From this, the Postdata.club team summoned two other actors, who accepted to be part from the beginning, who could contribute to the project, both from the journalistic and data curation point of view and from the development point of view: the magazine Juventud Técnica and the Havana University (students of the Data Journalism course that Postdata.club teaches there). In addition, since it was published as an open source project, several developers joined to collaborate. This team then was coordinated by Postdata.club through telegram groups. Thus, the project has been carried out remotely, publishing every day, developing new versions without the members of his team having met in person even once.
What can others learn from this project?
– The importance of open and interoperable data. The data that we structured and released was the basis for the development of multiple projects, research, collaborations, and publications. Projects, such as OurWorldInData, from which we collect data to correlate them with those of the country, in turn took data from us for their own developments, achieving a contribution cycle.

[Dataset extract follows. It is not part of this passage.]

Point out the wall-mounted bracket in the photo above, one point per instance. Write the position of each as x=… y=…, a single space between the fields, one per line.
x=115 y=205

– The importance of developing an open project (both code and data). In this way, several people contributed to the project, either by reviewing the code, creating mirror sites to reach more people, or taking the code and data for other developments.
– The importance of collaboration. If this project had not been thought of as a collaboration from the beginning, it would have been difficult to achieve the impact and position it has in Cuba and all over. This was made possible by the integration of different people from different spaces in search of a social and communicative objective.
– The development of a community and its feedback. Data is the essence of the project and it is structured and built in different ways: from automatic to manual. This makes it necessary to have a total transparency of the process and that the data can be verified by all. In this way, the community contributed not only with new ideas, but actively in the curation of the data and the detection of inconsistencies and errors.
– The possibilities of spatially distributed newsrooms and teams with multiple knowledge through the use of different digital tools for communication and development.